# Files

# os module
- many low level operating system operations, including file status and manipulation
- [doc](https://docs.python.org/3/library/os.html#module-os)

# tempfile module
- will create a valid unique temporary pathname on any OS
- [doc](https://docs.python.org/3/library/tempfile.html)
- does NOT make the file

In [1]:
import os
import tempfile

tp = tempfile.NamedTemporaryFile().name
tp2 = tempfile.NamedTemporaryFile().name

# os.path.exists(path) - True if file path exists

[tp, tp2, os.path.exists(tp), os.path.exists(tp2)]

['C:\\Users\\justi\\AppData\\Local\\Temp\\tmpwg3q5flf',
 'C:\\Users\\justi\\AppData\\Local\\Temp\\tmpvd_17zou',
 False,
 False]

# Getting file status

In [2]:
# os.path.exists and os.access reports 
# file status without throwning errors
# os.stat throws an error if the path doesn't exist. 

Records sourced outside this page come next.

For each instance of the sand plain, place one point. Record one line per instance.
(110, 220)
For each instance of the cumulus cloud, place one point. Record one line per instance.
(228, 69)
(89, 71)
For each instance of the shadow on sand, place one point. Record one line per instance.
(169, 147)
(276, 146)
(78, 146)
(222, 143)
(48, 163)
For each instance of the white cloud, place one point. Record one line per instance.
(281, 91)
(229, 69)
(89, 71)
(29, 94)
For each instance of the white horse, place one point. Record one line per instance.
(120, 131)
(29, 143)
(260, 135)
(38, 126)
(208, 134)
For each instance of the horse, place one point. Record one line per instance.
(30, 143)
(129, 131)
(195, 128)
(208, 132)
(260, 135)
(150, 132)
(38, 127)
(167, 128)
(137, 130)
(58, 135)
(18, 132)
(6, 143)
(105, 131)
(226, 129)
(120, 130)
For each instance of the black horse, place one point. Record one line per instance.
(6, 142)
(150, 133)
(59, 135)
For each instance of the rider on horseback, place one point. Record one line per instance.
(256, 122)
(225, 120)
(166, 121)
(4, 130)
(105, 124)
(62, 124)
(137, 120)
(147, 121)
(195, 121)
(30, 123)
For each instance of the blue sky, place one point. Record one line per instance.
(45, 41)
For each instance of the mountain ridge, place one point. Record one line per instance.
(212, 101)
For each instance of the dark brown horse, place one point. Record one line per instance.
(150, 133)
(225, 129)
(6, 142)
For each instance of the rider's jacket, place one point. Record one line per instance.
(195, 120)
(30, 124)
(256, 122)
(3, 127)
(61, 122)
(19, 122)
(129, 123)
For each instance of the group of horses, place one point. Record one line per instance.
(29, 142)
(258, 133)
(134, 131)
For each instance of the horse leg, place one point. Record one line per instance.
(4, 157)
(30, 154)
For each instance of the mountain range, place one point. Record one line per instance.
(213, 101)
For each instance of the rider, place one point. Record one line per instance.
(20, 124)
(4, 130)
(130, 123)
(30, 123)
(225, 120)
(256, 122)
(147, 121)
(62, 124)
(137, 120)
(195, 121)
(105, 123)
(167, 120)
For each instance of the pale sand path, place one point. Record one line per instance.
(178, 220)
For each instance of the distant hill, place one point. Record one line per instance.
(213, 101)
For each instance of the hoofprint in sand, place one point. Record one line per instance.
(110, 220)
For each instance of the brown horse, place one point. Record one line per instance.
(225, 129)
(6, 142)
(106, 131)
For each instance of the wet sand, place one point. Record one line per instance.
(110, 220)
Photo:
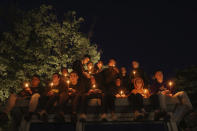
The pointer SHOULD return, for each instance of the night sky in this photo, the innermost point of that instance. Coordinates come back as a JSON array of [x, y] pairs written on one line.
[[160, 35]]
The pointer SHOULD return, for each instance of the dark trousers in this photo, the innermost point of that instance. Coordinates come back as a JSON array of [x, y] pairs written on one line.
[[136, 101], [92, 96], [154, 99], [78, 101], [108, 102]]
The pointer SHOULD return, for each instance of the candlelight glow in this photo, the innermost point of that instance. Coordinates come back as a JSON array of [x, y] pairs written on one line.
[[170, 83], [134, 72], [94, 86], [26, 85], [121, 92], [68, 81], [51, 84]]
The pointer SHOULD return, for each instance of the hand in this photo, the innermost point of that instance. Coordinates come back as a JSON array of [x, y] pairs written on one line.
[[28, 90], [118, 96], [50, 93]]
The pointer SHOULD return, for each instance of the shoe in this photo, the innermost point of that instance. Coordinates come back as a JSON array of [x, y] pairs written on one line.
[[138, 115], [103, 117], [113, 117], [3, 118], [60, 118], [73, 117], [83, 117], [28, 116]]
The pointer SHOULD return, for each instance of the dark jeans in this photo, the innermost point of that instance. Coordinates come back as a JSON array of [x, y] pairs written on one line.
[[108, 102], [154, 99], [92, 96], [78, 101], [136, 101], [48, 102]]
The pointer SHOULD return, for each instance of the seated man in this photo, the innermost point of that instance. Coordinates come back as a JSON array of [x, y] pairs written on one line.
[[167, 91], [136, 71], [78, 90], [136, 96], [94, 92], [56, 94], [32, 91]]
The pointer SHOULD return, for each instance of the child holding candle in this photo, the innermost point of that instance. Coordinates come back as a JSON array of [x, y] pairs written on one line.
[[136, 98]]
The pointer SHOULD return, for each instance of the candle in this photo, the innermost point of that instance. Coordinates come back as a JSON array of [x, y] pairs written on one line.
[[51, 84], [26, 85], [94, 86], [121, 93], [134, 72], [170, 83]]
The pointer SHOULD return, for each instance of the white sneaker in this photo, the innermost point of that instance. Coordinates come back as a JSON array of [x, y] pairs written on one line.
[[103, 116], [113, 117], [83, 116]]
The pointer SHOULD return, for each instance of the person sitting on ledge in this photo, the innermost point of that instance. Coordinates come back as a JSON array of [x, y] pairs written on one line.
[[136, 71], [78, 92], [109, 77], [32, 91], [124, 77], [56, 94], [98, 67], [136, 98], [167, 91], [94, 92]]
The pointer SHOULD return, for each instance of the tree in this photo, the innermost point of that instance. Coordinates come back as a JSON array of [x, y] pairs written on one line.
[[41, 44]]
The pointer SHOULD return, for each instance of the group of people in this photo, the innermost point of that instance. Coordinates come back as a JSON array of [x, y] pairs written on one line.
[[87, 81]]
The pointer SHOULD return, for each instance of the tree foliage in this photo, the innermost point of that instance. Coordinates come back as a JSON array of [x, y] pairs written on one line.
[[186, 80], [40, 43]]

# this is similar to linux 'touch' command 
# make an empty file

open(tp, 'w').close()

def ac(p):
    # can check exists, readable, writeable, executable
    return([ os.access(p, m) \
    for m in [os.F_OK, os.R_OK, os.W_OK, os.X_OK] ])

ac(tp)


[True, True, True, True]

In [3]:
# last accessed time, last modified time

[os.path.getatime(tp), os.path.getmtime(tp)]

[1538003903.941263, 1538003903.941263]

In [4]:
# does a path refer to a file or a directory?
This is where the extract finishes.